Soaring Israeli Smoking Rates Prompts Call for Higher Taxes

Health Ministry figures show more than 20 percent of Israelis now light up

Ronny Linder
Ronny Linder
'People come here to enjoy themselves. That means drinking a lot, eating a lot and smoking a lot,' says Motti David, one of the owners of the Adom restaurant in Jerusalem.
'People come here to enjoy themselves. That means drinking a lot, eating a lot and smoking a lot,' says Motti David, one of the owners of the Adom restaurant in Jerusalem.Credit: Emil Salman
Ronny Linder
Ronny Linder

The number of Israeli smokers shot up last year to a level last seen in 2008, prompting Health Minister Yaakov Litzman to promise to seek to raise taxes on rolling tobacco, whose popularity has grown sharply in recent years due to its low cost compared to that of cigarettes.

Figures released by the ministry on Thursday showed that 22.5 percent of all Israelis over age 18 were smoking last year, up from 19.7 percent the year before. In absolute terms, it means that the number of smokers climbed by 120,000 to about 1.2 million people, the third straight year of increases.

“The increase in smoking rates, which brings Israel back above the 20 percent mark, demands that the healthcare system reexamine its policies for coping with tobacco products and whether to allocate more resources to contend with the problem,” Litzman said, promising a package of measures soon.

The ministry estimated that smoking costs about 8,000 Israeli lives annually – a 10th of them from people dying from ambient smoke – and the economy 12.9 billion shekels ($3.6 billion), or 1.5 percent of gross domestic product.

Israel’s war on tobacco has been lagging, despite new rules imposed in February 2016 banning smoking in educational institutions.

A European Union rating for anti-smoking policies released in February, which scores countries for policies on tobacco taxation, smoking bans in public places and health warnings, gave Israel a score of 43.5 out of 100. That put it in the bottom third of 28 countries surveyed.

A sore point among anti-smoking activists is Israel’s policy on tobacco taxes, which imposes a much lower rate for loose tobacco than it does on cigarettes. The result has been a big increase in Israelis smoking hand-rolled cigarettes. Imports of loose tobacco rose to 695 tons last year from 572 in 2015 and just 60 in 2012.
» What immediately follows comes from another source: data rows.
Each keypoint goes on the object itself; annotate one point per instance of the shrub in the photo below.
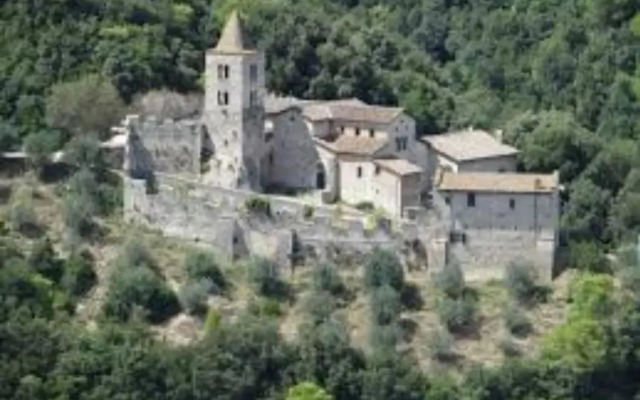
(385, 306)
(586, 256)
(326, 278)
(521, 282)
(516, 320)
(382, 268)
(44, 261)
(135, 254)
(78, 215)
(212, 321)
(457, 314)
(23, 218)
(193, 296)
(201, 265)
(139, 287)
(510, 348)
(265, 307)
(265, 276)
(308, 211)
(320, 306)
(258, 205)
(384, 337)
(79, 276)
(451, 280)
(440, 345)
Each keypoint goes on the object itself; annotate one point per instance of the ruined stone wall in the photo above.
(485, 254)
(219, 217)
(164, 147)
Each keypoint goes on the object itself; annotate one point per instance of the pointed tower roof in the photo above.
(233, 38)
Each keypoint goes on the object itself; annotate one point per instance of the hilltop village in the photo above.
(318, 165)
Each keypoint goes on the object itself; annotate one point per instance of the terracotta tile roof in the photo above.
(398, 166)
(496, 182)
(233, 38)
(274, 104)
(351, 110)
(354, 145)
(468, 145)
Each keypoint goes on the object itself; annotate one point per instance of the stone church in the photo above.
(344, 149)
(458, 194)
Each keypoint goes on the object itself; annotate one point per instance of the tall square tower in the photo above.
(234, 109)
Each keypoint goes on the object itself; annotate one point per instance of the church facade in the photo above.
(343, 149)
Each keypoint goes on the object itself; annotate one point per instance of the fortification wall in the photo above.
(161, 147)
(485, 254)
(218, 216)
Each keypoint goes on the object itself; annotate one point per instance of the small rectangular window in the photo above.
(253, 73)
(471, 199)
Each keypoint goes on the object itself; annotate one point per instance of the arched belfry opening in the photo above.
(321, 176)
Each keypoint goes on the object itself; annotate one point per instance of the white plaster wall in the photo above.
(354, 189)
(492, 211)
(386, 190)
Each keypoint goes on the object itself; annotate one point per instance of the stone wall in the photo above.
(164, 147)
(217, 216)
(485, 254)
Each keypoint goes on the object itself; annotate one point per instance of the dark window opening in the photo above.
(471, 200)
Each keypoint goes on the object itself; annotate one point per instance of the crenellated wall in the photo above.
(182, 208)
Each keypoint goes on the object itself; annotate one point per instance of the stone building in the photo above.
(455, 195)
(471, 150)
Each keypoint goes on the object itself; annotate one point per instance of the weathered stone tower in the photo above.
(234, 110)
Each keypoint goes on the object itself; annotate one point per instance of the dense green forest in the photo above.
(561, 77)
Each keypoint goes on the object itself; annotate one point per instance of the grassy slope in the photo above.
(482, 346)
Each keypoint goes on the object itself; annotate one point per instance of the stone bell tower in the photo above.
(234, 110)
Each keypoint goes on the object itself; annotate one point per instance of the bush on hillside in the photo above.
(320, 306)
(440, 346)
(516, 320)
(382, 267)
(201, 265)
(130, 288)
(79, 276)
(23, 218)
(79, 214)
(264, 274)
(193, 296)
(450, 281)
(520, 280)
(457, 314)
(43, 260)
(327, 279)
(385, 306)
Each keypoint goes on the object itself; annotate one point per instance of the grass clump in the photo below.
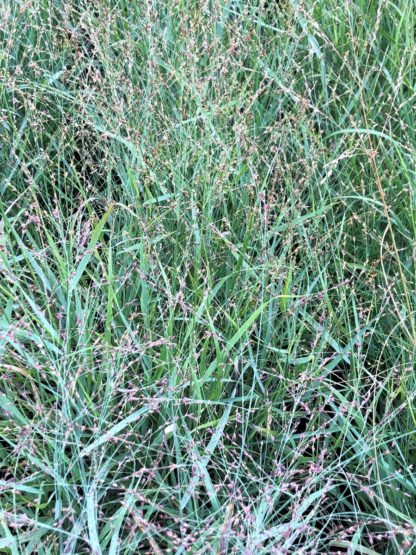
(207, 277)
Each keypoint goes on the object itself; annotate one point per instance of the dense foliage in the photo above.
(207, 277)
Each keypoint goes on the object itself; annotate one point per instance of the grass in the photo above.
(207, 277)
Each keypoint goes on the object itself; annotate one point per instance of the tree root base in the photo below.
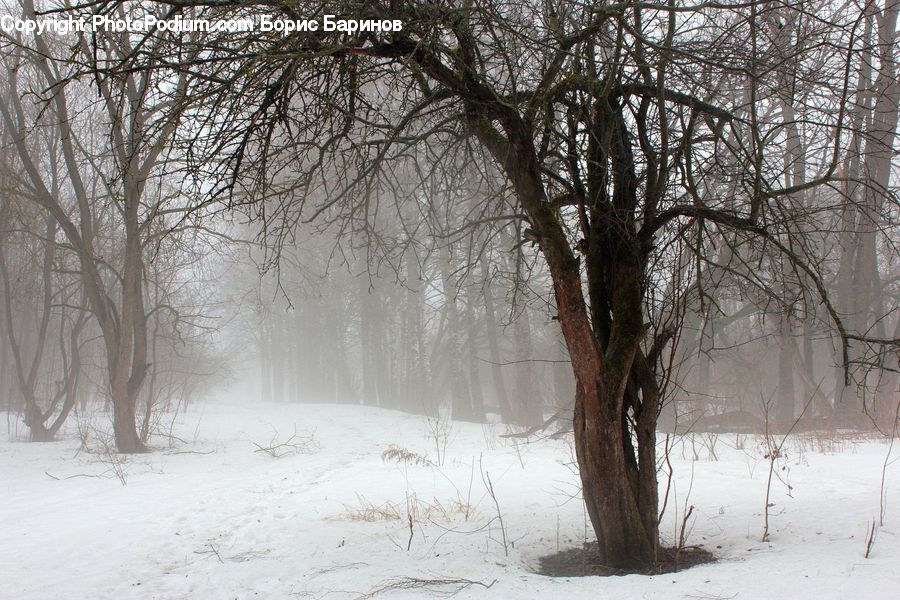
(584, 562)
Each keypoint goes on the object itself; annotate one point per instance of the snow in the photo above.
(213, 517)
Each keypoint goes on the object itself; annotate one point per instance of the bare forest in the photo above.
(424, 298)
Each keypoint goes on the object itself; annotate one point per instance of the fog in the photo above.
(443, 284)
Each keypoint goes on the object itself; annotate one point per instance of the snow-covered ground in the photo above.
(215, 518)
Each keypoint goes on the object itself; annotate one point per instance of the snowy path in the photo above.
(236, 523)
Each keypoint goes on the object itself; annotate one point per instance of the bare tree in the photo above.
(628, 135)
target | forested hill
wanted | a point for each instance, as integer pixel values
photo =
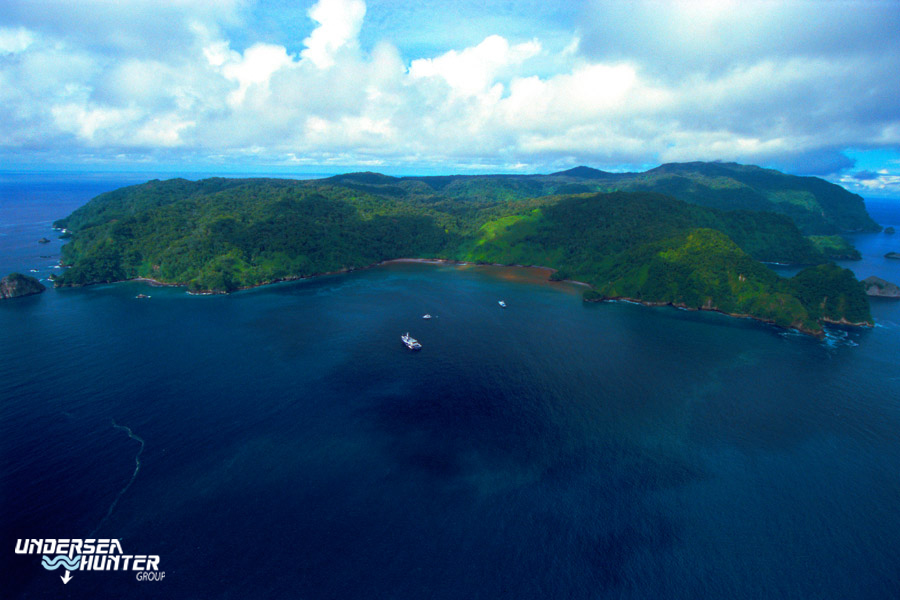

Litzman said in the report he would be approaching Finance Minister Moshe Kahlon about raising the tax on rolling tobacco. The issue has been raised before but so far Kahlon’s Finance Ministry has rejected any tax hike as part of a general policy of avoiding tax increases of any kind.

The overall figure for smoking obscures the wide differential between different segments of the populations. Among Israeli men, the rate was 31.1% last year, higher than the 25.6% average for men EU countries. Among women, the rate was just 15.8%, lower than the EU women’s average of 16.9%.

Among Israeli Arabs, the rate was 23.4% versus 22.3% for Israeli Jews. But the rate for Arab men was 43.9%, 1.6 times the rate for Jewish men. Among Arab women it was just 9.8%, compared with 17.7% for Jewish women.

One of the few areas where smoking showed a decline was among soldiers. In 2016, 24.8% of all male soldiers said they smoked, down from 30.6% in 2012, while among female soldiers the rate dropped to just 14.9% from 23.3%.

However, the two-decade-long study of 30,000 soldiers showed that young people stepped up their smoking by 40% during their army service, especially those serving in combat units.

The number of Israelis enrolled by stop-smoking programs rose 4% in 2016. But the absolute number was just 27,000 or 2.2% of the smoking population.